A set of secondary analyses is described that dealt with the topic of experimental mortality (participant attrition) and the consequent adjustments needed for our substantive findings. Such adjustments primarily affect level of performance, but not the rate of cognitive aging. Analyses of the effect of practice occurring when the same variables are administered repeatedly showed only slight effects over 7-year intervals, but methods are presented for adjusting for the observed practice effects.

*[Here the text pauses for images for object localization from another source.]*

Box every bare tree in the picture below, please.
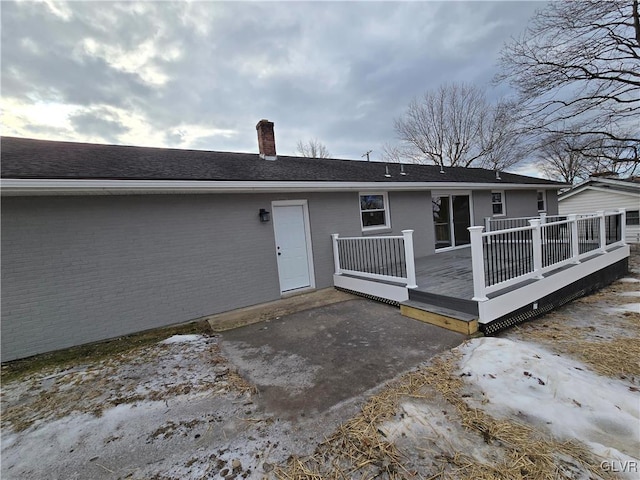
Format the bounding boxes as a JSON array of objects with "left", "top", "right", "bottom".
[
  {"left": 537, "top": 130, "right": 639, "bottom": 184},
  {"left": 392, "top": 83, "right": 526, "bottom": 169},
  {"left": 479, "top": 99, "right": 530, "bottom": 171},
  {"left": 536, "top": 133, "right": 591, "bottom": 184},
  {"left": 296, "top": 138, "right": 331, "bottom": 158},
  {"left": 380, "top": 142, "right": 421, "bottom": 164},
  {"left": 581, "top": 133, "right": 639, "bottom": 177},
  {"left": 497, "top": 0, "right": 640, "bottom": 167}
]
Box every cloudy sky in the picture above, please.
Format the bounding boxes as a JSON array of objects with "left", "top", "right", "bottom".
[{"left": 2, "top": 0, "right": 543, "bottom": 162}]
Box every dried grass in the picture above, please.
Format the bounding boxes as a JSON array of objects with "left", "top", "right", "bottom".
[
  {"left": 274, "top": 353, "right": 606, "bottom": 480},
  {"left": 1, "top": 320, "right": 212, "bottom": 382},
  {"left": 569, "top": 337, "right": 640, "bottom": 377},
  {"left": 226, "top": 370, "right": 258, "bottom": 395},
  {"left": 514, "top": 309, "right": 640, "bottom": 379},
  {"left": 1, "top": 339, "right": 256, "bottom": 432}
]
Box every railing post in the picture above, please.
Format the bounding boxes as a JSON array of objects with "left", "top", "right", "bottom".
[
  {"left": 619, "top": 208, "right": 627, "bottom": 245},
  {"left": 468, "top": 226, "right": 488, "bottom": 301},
  {"left": 402, "top": 230, "right": 418, "bottom": 289},
  {"left": 597, "top": 210, "right": 607, "bottom": 252},
  {"left": 568, "top": 214, "right": 580, "bottom": 264},
  {"left": 539, "top": 212, "right": 548, "bottom": 245},
  {"left": 331, "top": 233, "right": 342, "bottom": 275},
  {"left": 484, "top": 217, "right": 492, "bottom": 245},
  {"left": 529, "top": 219, "right": 544, "bottom": 279}
]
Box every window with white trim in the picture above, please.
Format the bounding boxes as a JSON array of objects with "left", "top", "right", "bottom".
[
  {"left": 537, "top": 190, "right": 546, "bottom": 212},
  {"left": 626, "top": 210, "right": 639, "bottom": 226},
  {"left": 359, "top": 193, "right": 390, "bottom": 230},
  {"left": 491, "top": 191, "right": 505, "bottom": 216}
]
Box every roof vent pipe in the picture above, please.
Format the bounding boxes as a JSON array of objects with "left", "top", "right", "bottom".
[
  {"left": 496, "top": 170, "right": 502, "bottom": 180},
  {"left": 385, "top": 165, "right": 391, "bottom": 178},
  {"left": 400, "top": 164, "right": 407, "bottom": 176},
  {"left": 256, "top": 119, "right": 277, "bottom": 160}
]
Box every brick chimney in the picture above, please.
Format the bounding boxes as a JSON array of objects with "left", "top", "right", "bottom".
[{"left": 256, "top": 119, "right": 277, "bottom": 160}]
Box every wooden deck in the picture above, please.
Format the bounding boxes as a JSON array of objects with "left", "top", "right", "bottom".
[
  {"left": 409, "top": 247, "right": 478, "bottom": 317},
  {"left": 414, "top": 248, "right": 474, "bottom": 299},
  {"left": 333, "top": 220, "right": 630, "bottom": 335},
  {"left": 335, "top": 247, "right": 479, "bottom": 317}
]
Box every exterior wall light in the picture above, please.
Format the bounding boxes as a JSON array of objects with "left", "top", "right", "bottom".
[{"left": 259, "top": 208, "right": 270, "bottom": 222}]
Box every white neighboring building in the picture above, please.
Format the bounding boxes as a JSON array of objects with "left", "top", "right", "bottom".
[{"left": 558, "top": 177, "right": 640, "bottom": 244}]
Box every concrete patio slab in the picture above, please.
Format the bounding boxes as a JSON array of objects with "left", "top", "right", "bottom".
[
  {"left": 220, "top": 298, "right": 465, "bottom": 419},
  {"left": 204, "top": 287, "right": 357, "bottom": 332}
]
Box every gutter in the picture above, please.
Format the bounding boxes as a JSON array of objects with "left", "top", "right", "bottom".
[{"left": 0, "top": 178, "right": 565, "bottom": 196}]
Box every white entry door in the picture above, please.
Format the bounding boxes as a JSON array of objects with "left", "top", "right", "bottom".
[{"left": 272, "top": 203, "right": 313, "bottom": 292}]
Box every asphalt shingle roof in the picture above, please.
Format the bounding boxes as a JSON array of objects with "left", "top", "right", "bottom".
[
  {"left": 1, "top": 137, "right": 563, "bottom": 186},
  {"left": 559, "top": 177, "right": 640, "bottom": 197}
]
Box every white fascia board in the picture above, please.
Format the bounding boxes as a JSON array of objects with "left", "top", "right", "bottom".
[
  {"left": 0, "top": 178, "right": 563, "bottom": 196},
  {"left": 558, "top": 185, "right": 589, "bottom": 200},
  {"left": 588, "top": 177, "right": 640, "bottom": 189},
  {"left": 559, "top": 185, "right": 640, "bottom": 201}
]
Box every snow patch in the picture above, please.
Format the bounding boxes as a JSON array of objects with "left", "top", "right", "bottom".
[
  {"left": 160, "top": 334, "right": 203, "bottom": 344},
  {"left": 2, "top": 402, "right": 157, "bottom": 476},
  {"left": 611, "top": 303, "right": 640, "bottom": 314},
  {"left": 458, "top": 338, "right": 639, "bottom": 473},
  {"left": 380, "top": 400, "right": 504, "bottom": 466},
  {"left": 618, "top": 278, "right": 640, "bottom": 283}
]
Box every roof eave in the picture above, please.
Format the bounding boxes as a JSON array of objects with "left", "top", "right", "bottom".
[
  {"left": 0, "top": 178, "right": 564, "bottom": 196},
  {"left": 559, "top": 183, "right": 640, "bottom": 201}
]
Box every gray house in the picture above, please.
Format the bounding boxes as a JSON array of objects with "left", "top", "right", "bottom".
[{"left": 1, "top": 120, "right": 576, "bottom": 361}]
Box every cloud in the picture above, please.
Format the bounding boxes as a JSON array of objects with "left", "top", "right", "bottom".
[
  {"left": 69, "top": 107, "right": 130, "bottom": 142},
  {"left": 1, "top": 1, "right": 541, "bottom": 158}
]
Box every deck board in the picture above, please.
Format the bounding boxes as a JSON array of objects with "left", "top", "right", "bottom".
[{"left": 414, "top": 248, "right": 474, "bottom": 299}]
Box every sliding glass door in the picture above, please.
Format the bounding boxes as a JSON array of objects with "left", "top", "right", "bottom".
[
  {"left": 432, "top": 194, "right": 471, "bottom": 250},
  {"left": 433, "top": 196, "right": 452, "bottom": 249}
]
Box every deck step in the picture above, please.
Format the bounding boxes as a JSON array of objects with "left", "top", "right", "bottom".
[
  {"left": 407, "top": 289, "right": 478, "bottom": 315},
  {"left": 400, "top": 300, "right": 478, "bottom": 335}
]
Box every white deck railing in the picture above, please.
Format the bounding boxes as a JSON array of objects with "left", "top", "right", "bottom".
[
  {"left": 484, "top": 213, "right": 571, "bottom": 232},
  {"left": 470, "top": 209, "right": 627, "bottom": 300},
  {"left": 331, "top": 230, "right": 417, "bottom": 288}
]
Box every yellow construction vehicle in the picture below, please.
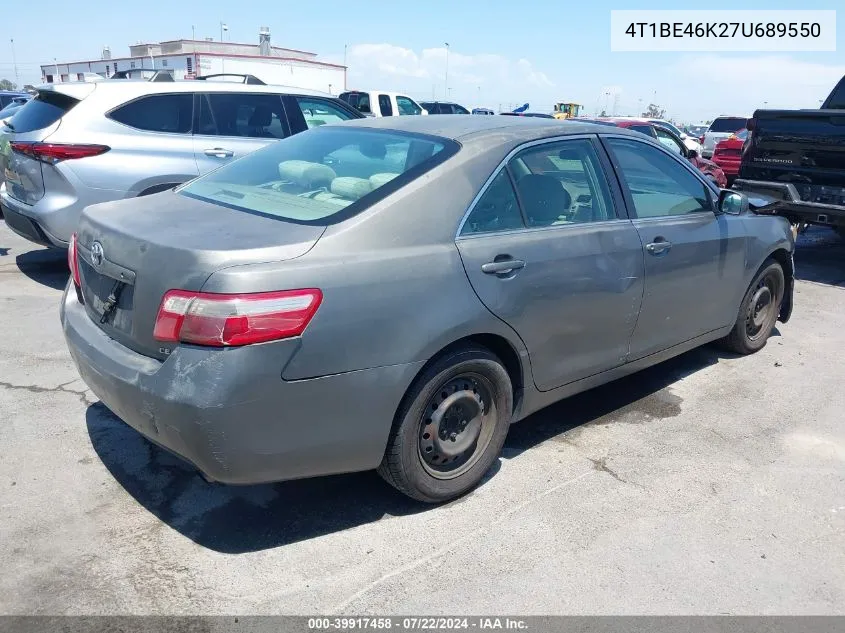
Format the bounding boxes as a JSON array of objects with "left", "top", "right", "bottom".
[{"left": 552, "top": 102, "right": 583, "bottom": 119}]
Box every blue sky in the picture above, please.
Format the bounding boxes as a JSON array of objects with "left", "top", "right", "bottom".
[{"left": 1, "top": 0, "right": 842, "bottom": 122}]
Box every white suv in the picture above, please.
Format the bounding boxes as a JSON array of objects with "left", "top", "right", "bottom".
[
  {"left": 1, "top": 77, "right": 363, "bottom": 248},
  {"left": 338, "top": 90, "right": 429, "bottom": 117},
  {"left": 701, "top": 116, "right": 748, "bottom": 158}
]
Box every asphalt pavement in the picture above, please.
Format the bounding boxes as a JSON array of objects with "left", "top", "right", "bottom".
[{"left": 1, "top": 222, "right": 843, "bottom": 614}]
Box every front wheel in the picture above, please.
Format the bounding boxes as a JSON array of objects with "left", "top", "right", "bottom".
[
  {"left": 378, "top": 345, "right": 513, "bottom": 503},
  {"left": 720, "top": 260, "right": 785, "bottom": 355}
]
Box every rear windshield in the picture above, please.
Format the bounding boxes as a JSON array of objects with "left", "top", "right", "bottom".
[
  {"left": 179, "top": 126, "right": 458, "bottom": 225},
  {"left": 709, "top": 118, "right": 746, "bottom": 133},
  {"left": 6, "top": 91, "right": 79, "bottom": 133}
]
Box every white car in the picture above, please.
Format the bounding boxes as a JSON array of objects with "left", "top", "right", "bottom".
[
  {"left": 647, "top": 119, "right": 701, "bottom": 153},
  {"left": 701, "top": 116, "right": 748, "bottom": 158},
  {"left": 338, "top": 90, "right": 428, "bottom": 117}
]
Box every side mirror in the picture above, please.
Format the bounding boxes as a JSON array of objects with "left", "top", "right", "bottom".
[
  {"left": 718, "top": 190, "right": 748, "bottom": 215},
  {"left": 687, "top": 148, "right": 698, "bottom": 159}
]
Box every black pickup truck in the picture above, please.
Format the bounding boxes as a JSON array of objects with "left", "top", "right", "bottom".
[{"left": 733, "top": 75, "right": 845, "bottom": 238}]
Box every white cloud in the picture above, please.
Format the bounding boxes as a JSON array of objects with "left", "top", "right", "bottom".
[
  {"left": 665, "top": 54, "right": 845, "bottom": 120},
  {"left": 333, "top": 43, "right": 556, "bottom": 110}
]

Finally, I consider the issue of structural invariance of the psychometric abilities across cohorts, gender, age, and time. Findings are presented from analyses using restricted (confirmatory) factor analysis to determine the degree of invariance of the regression of the observed variables on the latent constructs of interest in this study. Cross-sectional factor analyses resulted in a demonstration of configural (pattern) invariance, but not of strong metric invariance. These findings implied that factor regressions for young adults and the very old may require differential weighting in age-comparative studies. Another study demonstrated factorial invariance across a cognitive training intervention, confirming that cognitive training results in quantitative change in performance without qualitative shifts in factor structure. Last, I report on longitudinal factor analyses that suggested significant shifts in the variance–covariance matrices, but stability of regression coefficients linking the observed variables and latent constructs over a 7-year period. This study has also examined gender equivalence in structure, which was confirmed except for one of our cognitive tasks (Cube Comparison).